Worked Example: Alex Starts Investing at 25
Alex puts $10,000 into an index fund at age 25 and contributes $300/month for 30 years at 8% annual return, compounded monthly.
Final balance at 55: $513,000
Total contributed: $118,000 | Total interest: $395,000
Interest is 3.4× the total contributions
If Alex waits until 35 (20 years): only $195,000 — starting early nearly triples the result
Rule of 72 — Doubling Time by Rate
| Annual Rate | Years to Double (Rule of 72) | $20,000 becomes | At 30 Years |
|---|---|---|---|
| 4% | 18 years | $40,000 | $64,868 |
| 6% | 12 years | $40,000 | $114,870 |
| 8% | 9 years | $40,000 | $201,253 |
| 10% | 7.2 years | $40,000 | $348,988 |
| 12% | 6 years | $40,000 | $599,197 |
Compounding Frequency — APY vs. APR
APR (Annual Percentage Rate) is the stated rate. APY (Annual Percentage Yield) is what you actually earn after compounding. A 5% APR compounded daily becomes 5.13% APY. For savings accounts and CDs, the APY is always the right number to compare. Most banks advertise APY, not APR. The difference matters more at higher rates and longer horizons.
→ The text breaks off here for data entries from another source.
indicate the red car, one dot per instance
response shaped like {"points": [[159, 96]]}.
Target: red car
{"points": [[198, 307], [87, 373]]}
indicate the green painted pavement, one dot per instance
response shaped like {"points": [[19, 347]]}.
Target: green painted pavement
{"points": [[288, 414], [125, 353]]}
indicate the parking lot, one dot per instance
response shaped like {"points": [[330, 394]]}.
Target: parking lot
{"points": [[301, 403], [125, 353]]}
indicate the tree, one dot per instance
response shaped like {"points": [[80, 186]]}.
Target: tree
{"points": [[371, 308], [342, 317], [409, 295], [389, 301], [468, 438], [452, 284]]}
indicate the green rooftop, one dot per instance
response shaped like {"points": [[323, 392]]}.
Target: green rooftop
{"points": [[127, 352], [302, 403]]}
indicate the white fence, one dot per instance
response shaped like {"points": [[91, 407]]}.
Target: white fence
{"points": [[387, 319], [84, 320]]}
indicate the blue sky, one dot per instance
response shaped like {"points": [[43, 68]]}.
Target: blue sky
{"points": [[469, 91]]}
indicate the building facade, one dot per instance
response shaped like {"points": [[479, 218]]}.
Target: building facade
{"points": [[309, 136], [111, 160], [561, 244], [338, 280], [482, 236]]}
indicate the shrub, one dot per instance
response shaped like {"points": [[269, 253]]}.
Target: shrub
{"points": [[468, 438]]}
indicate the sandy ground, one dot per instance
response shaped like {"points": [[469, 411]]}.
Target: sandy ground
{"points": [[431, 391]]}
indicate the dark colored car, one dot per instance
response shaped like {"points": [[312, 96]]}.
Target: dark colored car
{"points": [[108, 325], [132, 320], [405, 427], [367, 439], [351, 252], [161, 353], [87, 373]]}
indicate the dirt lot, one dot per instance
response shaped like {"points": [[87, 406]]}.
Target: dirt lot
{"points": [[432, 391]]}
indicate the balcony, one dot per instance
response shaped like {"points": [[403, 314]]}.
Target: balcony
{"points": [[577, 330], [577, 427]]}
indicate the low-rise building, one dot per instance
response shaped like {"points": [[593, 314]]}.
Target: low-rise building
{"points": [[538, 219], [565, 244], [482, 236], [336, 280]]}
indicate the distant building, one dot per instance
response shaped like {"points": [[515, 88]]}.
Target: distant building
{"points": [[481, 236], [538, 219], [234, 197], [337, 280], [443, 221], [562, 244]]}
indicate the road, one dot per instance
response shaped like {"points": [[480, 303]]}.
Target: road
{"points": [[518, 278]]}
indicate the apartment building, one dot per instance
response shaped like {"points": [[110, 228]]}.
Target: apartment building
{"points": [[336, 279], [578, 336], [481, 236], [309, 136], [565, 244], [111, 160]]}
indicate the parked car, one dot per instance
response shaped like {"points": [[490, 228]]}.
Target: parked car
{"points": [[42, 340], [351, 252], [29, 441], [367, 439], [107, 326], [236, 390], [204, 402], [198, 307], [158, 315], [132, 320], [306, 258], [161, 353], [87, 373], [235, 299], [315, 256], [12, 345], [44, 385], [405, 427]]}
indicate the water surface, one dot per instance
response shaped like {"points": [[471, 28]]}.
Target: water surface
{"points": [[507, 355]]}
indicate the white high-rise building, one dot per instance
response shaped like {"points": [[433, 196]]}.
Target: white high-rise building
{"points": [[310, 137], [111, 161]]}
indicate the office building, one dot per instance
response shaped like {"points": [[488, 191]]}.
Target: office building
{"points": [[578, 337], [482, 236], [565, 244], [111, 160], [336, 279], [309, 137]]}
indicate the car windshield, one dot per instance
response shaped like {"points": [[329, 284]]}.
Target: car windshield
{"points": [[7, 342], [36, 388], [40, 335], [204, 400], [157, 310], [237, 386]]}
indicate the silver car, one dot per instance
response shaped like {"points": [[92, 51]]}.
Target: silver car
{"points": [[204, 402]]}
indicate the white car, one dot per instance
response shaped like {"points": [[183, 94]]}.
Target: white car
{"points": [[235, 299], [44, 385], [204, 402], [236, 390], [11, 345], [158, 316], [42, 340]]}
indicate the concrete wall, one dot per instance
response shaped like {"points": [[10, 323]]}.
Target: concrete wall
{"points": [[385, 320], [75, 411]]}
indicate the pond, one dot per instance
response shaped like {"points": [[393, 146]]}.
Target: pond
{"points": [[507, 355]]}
| Frequency | $10,000 @ 8% over 10 years | Effective APY |
|---|---|---|
| Annually | $21,589 | 8.00% |
| Quarterly | $22,080 | 8.24% |
| Monthly | $22,196 | 8.30% |
| Daily | $22,254 | 8.33% |
Tips for Maximizing Compound Interest
Start earlier — the difference between starting at 25 vs. 35 is typically 2–3× the final balance, not 33% more. Even small increases to your contribution rate matter enormously over time: adding $100/month at 8% for 30 years adds $136,000 to your balance. Minimize fees — a 1% annual management fee on a $200,000 portfolio costs $57,000 over 20 years in foregone compound growth. And choose accounts with daily or monthly compounding (most HYSAs and brokerage accounts) over annual.
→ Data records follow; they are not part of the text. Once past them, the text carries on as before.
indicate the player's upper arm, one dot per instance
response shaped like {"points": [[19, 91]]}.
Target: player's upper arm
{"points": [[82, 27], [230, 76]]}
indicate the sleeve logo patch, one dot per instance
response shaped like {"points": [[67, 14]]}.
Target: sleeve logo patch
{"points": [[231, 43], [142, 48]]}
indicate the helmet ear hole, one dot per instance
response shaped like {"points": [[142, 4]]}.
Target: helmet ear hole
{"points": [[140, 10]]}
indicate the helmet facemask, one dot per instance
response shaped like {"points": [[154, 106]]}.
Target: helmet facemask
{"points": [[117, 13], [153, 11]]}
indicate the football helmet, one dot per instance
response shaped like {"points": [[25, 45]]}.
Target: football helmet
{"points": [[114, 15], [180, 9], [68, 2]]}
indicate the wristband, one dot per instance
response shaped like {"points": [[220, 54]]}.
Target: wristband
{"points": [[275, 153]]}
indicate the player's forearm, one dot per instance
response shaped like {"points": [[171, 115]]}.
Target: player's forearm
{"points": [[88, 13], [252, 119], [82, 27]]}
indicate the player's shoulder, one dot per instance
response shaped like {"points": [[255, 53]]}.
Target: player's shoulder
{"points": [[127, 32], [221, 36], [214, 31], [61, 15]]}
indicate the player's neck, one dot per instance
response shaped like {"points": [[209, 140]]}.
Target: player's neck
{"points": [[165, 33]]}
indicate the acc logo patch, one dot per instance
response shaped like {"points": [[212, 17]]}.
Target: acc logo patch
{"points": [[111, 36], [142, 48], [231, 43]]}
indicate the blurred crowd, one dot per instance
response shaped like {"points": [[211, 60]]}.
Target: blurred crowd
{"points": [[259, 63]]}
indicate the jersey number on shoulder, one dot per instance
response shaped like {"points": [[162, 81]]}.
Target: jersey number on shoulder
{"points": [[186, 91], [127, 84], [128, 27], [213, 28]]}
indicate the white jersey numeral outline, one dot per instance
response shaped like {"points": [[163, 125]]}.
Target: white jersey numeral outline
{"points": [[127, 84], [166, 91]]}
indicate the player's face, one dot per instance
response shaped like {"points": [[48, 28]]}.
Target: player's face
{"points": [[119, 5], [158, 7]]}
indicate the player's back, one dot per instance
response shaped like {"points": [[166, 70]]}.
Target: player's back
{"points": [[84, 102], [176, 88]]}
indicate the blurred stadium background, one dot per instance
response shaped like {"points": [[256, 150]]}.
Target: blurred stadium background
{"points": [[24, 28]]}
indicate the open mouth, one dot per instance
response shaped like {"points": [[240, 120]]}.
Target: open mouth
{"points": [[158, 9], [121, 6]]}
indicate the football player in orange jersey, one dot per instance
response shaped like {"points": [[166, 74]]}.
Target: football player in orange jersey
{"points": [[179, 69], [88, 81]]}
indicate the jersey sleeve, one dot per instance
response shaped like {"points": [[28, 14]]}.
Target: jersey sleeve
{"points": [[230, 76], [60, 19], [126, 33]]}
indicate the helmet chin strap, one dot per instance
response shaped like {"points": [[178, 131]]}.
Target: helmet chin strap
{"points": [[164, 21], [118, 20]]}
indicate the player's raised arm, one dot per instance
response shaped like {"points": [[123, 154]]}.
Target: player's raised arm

Frequently Asked Questions About Compound Interest
What is the compound interest formula?
A = P(1 + r/n)^(nt), where A is the final amount, P is principal, r is the annual interest rate (as a decimal), n is the number of compounding periods per year, and t is time in years. For regular contributions, each payment is also compounded for its remaining time and summed.
How often does compound interest compound?
It depends on the account or investment. High-yield savings accounts typically compound daily. CDs compound daily or monthly. Most investment accounts compound monthly. Bonds typically pay semi-annual interest, which you can reinvest. Always look at the APY (not APR) to compare accounts on equal footing.
Does compound interest work the same for loans?
Yes — but against you. On credit card debt at 24% APR compounded daily, a $5,000 balance with no payments becomes over $8,000 in 3 years. Compound interest is powerful in both directions; the math is the same whether it's working for you (savings) or against you (debt).
What is a realistic long-term return to use?
The S&P 500 has returned ~10.5% annually since 1957 (nominal), or about 7.5% after adjusting for ~3% inflation. Most financial planners use 6–8% for long-term projections to be conservative. For savings accounts, use the current APY which as of 2025 ranges from 4.5–5.5% for high-yield accounts.
What's the difference between simple and compound interest?
Simple interest: A = P(1 + rt). On $10,000 at 8% for 10 years = $18,000. Compound interest (monthly): $22,196 — a $4,196 difference. The gap grows with time: at 30 years, simple interest gives $34,000 vs. compound monthly at $109,357.
How do regular contributions change the formula?
Each contribution is essentially a new principal that compounds for its remaining time. The total is the sum of all those compounded amounts. This is called the future value of an annuity. For $200/month at 8% over 20 years, contributions total $48,000 but the account value reaches $118,589.